United States of hate: mapping backlash Bills against LGBTIQ+ youth
Jones, T. (2024). United States of hate: mapping backlash Bills against LGBTIQ+ youth. Sex Education, 24(6), 816-835. Article 2241136. https://doi.org/10.1080/14681811.2023.2241136 (open access)
Following the recent proliferation of anti-discrimination protections supporting LGBTIQ+ youth internationally, backlash periods have ensued. Whilst liberal-progressive rights models theorize ‘backlash’ as an expected consequence of rights recognition progress, some post-colonial and Queer scholars frame backlash within enduring authoritarian anti-rights tendencies, and question assumptions of progress.
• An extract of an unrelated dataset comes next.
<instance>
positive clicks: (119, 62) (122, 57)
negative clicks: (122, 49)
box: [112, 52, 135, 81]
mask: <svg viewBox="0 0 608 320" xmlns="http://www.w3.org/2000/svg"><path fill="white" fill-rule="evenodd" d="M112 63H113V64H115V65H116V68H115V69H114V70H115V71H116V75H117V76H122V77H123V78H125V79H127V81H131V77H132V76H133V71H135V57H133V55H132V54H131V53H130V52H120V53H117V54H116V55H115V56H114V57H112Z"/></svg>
To understand backlash more adequately, this paper explores state-level anti-LGBTIQ+ Bills potentially impacting youth proposed in the USA between 2018 and 2022. Critical discourse analysis is used to map the different types, locations, conceptual arrangements, and outcomes of 543 anti-LGBTIQ+ rights US state-level proposed Bills. Bill attempts were mainly concentrated in Republican-governed states, including Tennessee (48), Missouri (40), Iowa (39), Oklahoma (32), and Texas (32). Overly extended claims concerning girls/women’s religious and parental rights were advanced in opposition to LGBTIQ+ youth rights, and as part of wider rights attacks. Bills used anti-rights and pro-rights discourses to mask, as ‘backlash’, the rights claims advanced by elite-led anti-rights mobilizations.